In this embodiment, the image is held in the SLM 1 after the shutter release switch 20 (SW 2).
Although the example in which the operation is performed during the preceding stage (SW1) operation after the operation has been described, a configuration in which the predetermined period is maintained after the subsequent stage (SW2) operation may be employed.

[0040]

According to the first aspect of the present invention, it is possible to immediately confirm the image photographed and recorded on the photographing recording medium by the light-writing type spatial light modulator, and the image state of the photographed subject is obtained.

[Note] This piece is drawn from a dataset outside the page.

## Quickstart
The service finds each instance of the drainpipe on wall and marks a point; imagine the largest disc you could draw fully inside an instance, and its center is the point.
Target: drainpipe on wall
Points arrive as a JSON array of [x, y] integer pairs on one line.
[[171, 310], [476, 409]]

Can be easily confirmed on the spot, and if it is determined that a defect has occurred in the captured image, it can be easily retaken on the spot.

According to the second aspect of the present invention, the photographer can observe a normal subject image during viewfinder observation.

According to the third aspect of the present invention, a photographed image can be displayed on the viewfinder for a time desired by the photographer.

According to the fourth aspect of the present invention, it is possible to sequentially confirm the subject image even during continuous shooting.

[Brief description of the drawings]

FIG. 1 is a schematic sectional view of a camera according to a first embodiment of the present invention.

FIG. 2 is a diagram showing a configuration of a spatial light modulator of FIG. 1;

FIG. 3 is an external perspective view of the camera shown in FIG. 1;

FIG. 4 is an electric circuit block diagram of the camera of FIG. 1;

FIG. 5 is a flowchart showing the operation of the camera of FIG. 1;

[Explanation of symbols]

 DESCRIPTION OF SYMBOLS 1 ... SLM 2 ... Film 3 ... Projection lens 4 ... Half mirror 5 ... Fluorescent lamp 6 ... Reflection shade 7 ... Penta roof prism 8 ... Ocular lens 9 ... Shutter 10, 18 ... Transparent substrate 11, 17 ... Color filter 12, 16 ... Transparent electrode 13 α-Si layer 14 dielectric reflection layer 15 ferroelectric liquid crystal layer 19 polarizing plate 20 shutter release switch 21 main switch

Claims (4)

[Claims] An optical path splitting means for splitting a light beam transmitted through an imaging optical system; an imaging recording medium arranged on a first predetermined image forming plane of an optical path split by the optical path splitting means; And a light-writing type spatial light modulation element which is arranged on a second predetermined imaging plane divided by the optical system and which can be observed by a finder optical system. 2. The camera according to claim 1, wherein writing and erasing of an image of the optical writing type spatial light modulator are repeated during a start of a shooting preparation operation of the camera. 3. An optical writing type spatial light source comprising: a plurality of operation strokes for instructing the photographing recording medium to perform photographing; and during a preceding stage operation operation after a subsequent stroke operation of the photographing instruction unit. 3. An image stored in the modulation element is held.
The camera according to. 4. A start-up unit for starting a photographing preparation operation of the camera, wherein the start-up unit also serves as a photographing mode selecting unit for selecting a photographing mode of a single photographing and a continuous photographing. When the mode is selected,
The camera according to claim 1, 2 or 3, wherein the image of the optical writing type spatial light modulator is not held.